Il lato oscuro delle smart city/da Hebron a Venezia

Il lato oscuro delle smart city

da ilrovescio.info

La città intelligente
“Benvenuti nell’anno 2030. Benvenuti nella mia città – o dovrei dire ‘nostra città’. […] Shopping? Non riesco a ricordare cosa sia. Per la maggior parte di noi, ora si tratta della scelta di oggetti da utilizzare. Talvolta lo trovo divertente, e talvolta voglio che sia l’algoritmo a farlo per me. Ormai conosce i miei gusti meglio di me. […] La mia maggiore preoccupazione riguarda coloro che non vivono nella nostra città. Quelli che abbiamo perso per strada. Quelli che hanno deciso che tutta questa tecnologia era diventata troppo. Quelli che, quando i robot e l’AI hanno preso il posto di gran parte dei nostri lavori, si sono sentiti obsoleti e inutili. Quelli che si sono arrabbiati con il sistema politico e gli si sono rivoltati contro. Vivono vite differenti fuori dalla nostra città. Alcuni hanno creato piccole comunità autosufficienti. Altri semplicemente stanno in case vuote e abbandonate in piccoli villaggi del XIX secolo. Di tanto in tanto mi infastidisce il fatto di non avere
una vera e propria privacy. Non posso andare da nessuna parte senza essere registrata. So che, da qualche parte, tutto ciò che faccio, penso e sogno è registrato. Spero solo che nessuno lo usi contro di me.
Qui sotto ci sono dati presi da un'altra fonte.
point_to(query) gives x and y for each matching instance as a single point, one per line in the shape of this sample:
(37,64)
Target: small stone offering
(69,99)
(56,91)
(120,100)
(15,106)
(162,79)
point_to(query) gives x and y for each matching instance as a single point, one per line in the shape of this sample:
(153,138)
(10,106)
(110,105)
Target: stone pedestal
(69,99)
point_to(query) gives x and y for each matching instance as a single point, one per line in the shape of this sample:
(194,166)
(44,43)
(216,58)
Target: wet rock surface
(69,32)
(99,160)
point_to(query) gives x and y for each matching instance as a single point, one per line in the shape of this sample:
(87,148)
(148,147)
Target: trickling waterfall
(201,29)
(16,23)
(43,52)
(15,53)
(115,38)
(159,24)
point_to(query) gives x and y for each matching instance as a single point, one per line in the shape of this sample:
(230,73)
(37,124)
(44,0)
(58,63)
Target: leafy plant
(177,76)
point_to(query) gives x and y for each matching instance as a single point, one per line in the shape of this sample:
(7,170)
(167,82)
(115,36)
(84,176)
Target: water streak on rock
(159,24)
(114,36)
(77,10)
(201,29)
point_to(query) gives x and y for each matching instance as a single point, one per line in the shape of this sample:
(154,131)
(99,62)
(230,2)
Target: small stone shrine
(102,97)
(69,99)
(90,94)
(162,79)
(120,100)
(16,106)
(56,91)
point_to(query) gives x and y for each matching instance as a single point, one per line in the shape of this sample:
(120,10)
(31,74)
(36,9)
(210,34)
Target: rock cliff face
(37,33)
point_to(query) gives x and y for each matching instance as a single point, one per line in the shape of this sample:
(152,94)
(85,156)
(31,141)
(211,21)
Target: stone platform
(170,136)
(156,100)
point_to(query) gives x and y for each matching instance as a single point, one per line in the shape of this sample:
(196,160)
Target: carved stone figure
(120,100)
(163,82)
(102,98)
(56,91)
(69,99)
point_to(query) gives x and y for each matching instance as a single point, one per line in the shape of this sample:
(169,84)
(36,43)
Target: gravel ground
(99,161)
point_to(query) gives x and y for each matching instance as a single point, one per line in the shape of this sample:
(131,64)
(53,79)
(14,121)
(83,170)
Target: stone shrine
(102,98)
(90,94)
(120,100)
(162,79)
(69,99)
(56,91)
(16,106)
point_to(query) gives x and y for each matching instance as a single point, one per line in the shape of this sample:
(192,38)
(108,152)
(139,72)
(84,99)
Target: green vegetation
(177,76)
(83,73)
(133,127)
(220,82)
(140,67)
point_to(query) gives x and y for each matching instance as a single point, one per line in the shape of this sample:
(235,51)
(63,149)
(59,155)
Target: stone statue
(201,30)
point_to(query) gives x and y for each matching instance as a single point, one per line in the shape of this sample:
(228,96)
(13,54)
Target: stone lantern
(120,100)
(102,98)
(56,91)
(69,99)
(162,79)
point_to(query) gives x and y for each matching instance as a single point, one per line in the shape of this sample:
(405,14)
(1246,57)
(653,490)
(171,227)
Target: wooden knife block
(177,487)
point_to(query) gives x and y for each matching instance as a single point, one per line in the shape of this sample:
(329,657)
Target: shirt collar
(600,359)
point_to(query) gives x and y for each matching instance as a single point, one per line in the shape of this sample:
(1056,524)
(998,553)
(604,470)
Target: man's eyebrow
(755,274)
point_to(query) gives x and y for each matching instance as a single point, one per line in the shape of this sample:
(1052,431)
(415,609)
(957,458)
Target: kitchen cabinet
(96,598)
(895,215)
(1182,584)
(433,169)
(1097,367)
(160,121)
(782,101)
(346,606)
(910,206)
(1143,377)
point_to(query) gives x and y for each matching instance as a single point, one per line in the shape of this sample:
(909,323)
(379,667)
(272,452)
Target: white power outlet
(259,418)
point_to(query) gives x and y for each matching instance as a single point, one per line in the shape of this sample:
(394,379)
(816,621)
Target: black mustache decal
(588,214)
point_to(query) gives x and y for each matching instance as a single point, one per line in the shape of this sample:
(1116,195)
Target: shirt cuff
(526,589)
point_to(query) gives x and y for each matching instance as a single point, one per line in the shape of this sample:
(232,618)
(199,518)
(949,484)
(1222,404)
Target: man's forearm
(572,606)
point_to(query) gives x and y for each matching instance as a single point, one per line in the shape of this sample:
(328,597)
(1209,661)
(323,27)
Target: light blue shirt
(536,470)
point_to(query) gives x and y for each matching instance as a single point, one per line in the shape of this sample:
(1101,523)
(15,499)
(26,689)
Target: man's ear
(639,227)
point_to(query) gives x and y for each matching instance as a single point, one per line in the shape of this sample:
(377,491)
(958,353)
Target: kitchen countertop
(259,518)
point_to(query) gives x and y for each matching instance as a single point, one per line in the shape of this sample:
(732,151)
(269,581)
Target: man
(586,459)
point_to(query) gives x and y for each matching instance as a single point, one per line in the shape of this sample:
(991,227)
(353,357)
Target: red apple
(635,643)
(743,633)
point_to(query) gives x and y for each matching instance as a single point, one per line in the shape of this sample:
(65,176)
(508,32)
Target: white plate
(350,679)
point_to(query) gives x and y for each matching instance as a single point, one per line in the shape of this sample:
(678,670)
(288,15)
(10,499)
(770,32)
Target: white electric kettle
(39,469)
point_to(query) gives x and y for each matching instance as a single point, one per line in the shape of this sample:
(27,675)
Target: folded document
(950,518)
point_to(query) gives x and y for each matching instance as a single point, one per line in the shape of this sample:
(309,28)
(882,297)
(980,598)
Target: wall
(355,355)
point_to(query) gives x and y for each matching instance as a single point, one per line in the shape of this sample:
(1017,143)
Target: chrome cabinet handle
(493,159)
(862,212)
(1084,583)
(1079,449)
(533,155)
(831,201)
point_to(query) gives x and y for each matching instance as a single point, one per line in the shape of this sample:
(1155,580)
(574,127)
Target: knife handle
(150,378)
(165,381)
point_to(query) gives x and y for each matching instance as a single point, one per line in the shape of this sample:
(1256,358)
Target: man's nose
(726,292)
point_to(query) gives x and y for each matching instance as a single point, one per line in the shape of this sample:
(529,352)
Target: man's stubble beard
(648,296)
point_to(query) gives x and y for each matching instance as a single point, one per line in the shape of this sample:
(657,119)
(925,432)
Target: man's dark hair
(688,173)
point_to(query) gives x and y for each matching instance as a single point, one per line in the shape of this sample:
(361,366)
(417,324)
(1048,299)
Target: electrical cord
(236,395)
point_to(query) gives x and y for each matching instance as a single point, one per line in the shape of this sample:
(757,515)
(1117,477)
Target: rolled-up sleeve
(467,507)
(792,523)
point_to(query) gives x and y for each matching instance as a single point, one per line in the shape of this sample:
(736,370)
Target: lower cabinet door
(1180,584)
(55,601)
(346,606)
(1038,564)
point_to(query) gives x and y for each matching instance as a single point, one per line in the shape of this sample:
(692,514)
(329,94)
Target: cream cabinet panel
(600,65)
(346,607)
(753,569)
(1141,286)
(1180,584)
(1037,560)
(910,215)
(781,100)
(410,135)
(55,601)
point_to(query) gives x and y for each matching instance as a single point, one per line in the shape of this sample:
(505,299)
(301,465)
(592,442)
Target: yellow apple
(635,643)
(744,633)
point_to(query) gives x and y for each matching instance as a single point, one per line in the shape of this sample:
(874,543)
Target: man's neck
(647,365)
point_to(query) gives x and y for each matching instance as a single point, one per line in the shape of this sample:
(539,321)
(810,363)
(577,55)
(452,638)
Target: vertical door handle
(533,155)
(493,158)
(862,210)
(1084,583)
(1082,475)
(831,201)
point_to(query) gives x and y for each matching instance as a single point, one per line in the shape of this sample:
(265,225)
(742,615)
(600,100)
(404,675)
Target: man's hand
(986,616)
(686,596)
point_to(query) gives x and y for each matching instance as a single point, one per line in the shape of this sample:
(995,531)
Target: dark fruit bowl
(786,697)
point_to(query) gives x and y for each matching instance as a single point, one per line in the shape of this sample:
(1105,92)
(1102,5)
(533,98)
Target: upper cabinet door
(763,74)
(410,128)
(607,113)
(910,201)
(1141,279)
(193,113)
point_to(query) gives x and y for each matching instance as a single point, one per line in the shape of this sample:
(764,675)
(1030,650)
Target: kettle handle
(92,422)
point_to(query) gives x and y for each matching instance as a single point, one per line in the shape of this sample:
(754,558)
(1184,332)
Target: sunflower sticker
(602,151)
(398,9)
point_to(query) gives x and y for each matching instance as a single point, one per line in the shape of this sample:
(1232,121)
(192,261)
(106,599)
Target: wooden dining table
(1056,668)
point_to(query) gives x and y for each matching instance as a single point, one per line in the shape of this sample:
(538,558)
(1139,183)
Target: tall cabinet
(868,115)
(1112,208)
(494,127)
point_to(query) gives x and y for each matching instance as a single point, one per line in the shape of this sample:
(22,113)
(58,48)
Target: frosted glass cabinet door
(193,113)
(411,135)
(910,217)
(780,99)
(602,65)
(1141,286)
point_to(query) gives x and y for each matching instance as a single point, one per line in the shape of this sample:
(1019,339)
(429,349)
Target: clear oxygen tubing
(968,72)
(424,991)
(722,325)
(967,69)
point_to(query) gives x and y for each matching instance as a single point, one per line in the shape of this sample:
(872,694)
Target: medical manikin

Tutto sommato è una bella vita […].”1
Queste sono le parole che Ida Auken nel 2016 – quando era parlamentare danese, Young Global Leader e membro del Global Future Council on Cities and Urbanization del World Economic Forum (WEF) – scrive in un breve articolo intitolato inizialmente Benvenuti nel 2030. Non possiedo nulla, non ho privacy, e la vita non è mai stata migliore, poi Ecco come potrebbe cambiare la vita nella mia città entro il 2030. All’epoca, il testo dove Auken immagina uno scenario venturo determinato dallo sviluppo tecnologico ricevette delle critiche: alcuni lo interpretarono come un’utopia dell’autrice, quando invece Auken – come si legge in una nota all’articolo – dichiara di aver solo mostrato un futuro possibile. Che quello descritto sia un sogno o meno, possiamo affermare che le nostre città stanno percorrendo la strada ipotizzata assumendo la forma delle cosiddette ‘smart city’.
La smart city è “un luogo che integra i sistemi fisici, digitali e umani nelle reti e nei servizi
tradizionali”2, è un luogo dove “i servizi, le infrastrutture e le strade [sono] connesse alla rete e [sono] così intelligenti da gestire i flussi di energia e di materiale, la logistica e il traffico”3. Nel 2016, ne La quarta rivoluzione industriale, Klaus Schwab – fondatore e presidente del WEF – scrive che “le città ‘intelligenti’ stanno estendendo continuamente il proprio network di sensori e lavorando su piattaforme dati che rappresenteranno lo spazio dove confluiranno diversi progetti tecnologici e dove implementare ulteriori servizi basati sull’analisi dei dati e su modelli diprevisione”4. Come prima conseguenza negativa di questo modello urbano Schwab indica la questione della privacy e della sorveglianza; come aspetto con effetti non ancora noti segnala i cambiamenti delle abitudini individuali dei cittadini. Schwab individua nella città “lo spazio dove l’innovazione viene generata”, una trasformazione di una rilevanza tale da dare luogo a cambiamenti economici, sociali e culturali. Come appunta l’autore, “la tecnologia e la digitalizzazione rivoluzioneranno ogni cosa, al punto da rendere l’espressione ‘questa volta è diverso’, spesso abusata o utilizzata impropriamente, perfettamente calzante. In parole povere, le principali innovazioni tecnologiche sono nel punto di promuovere un cambiamento epocale, nonché
inevitabile, a livello globale”. Che la tecnologia avrebbe modificato la natura stessa delle città è un dato affiorato anche in uno studio condotto dal Global Agenda Council on the Future of Software and Society5 del WEF, dove viene indicato il 2026 come l’anno di svolta per l’avvento delle smart city, inserite nella lista delle ventuno trasformazioni dovute allo sviluppo tecnologico.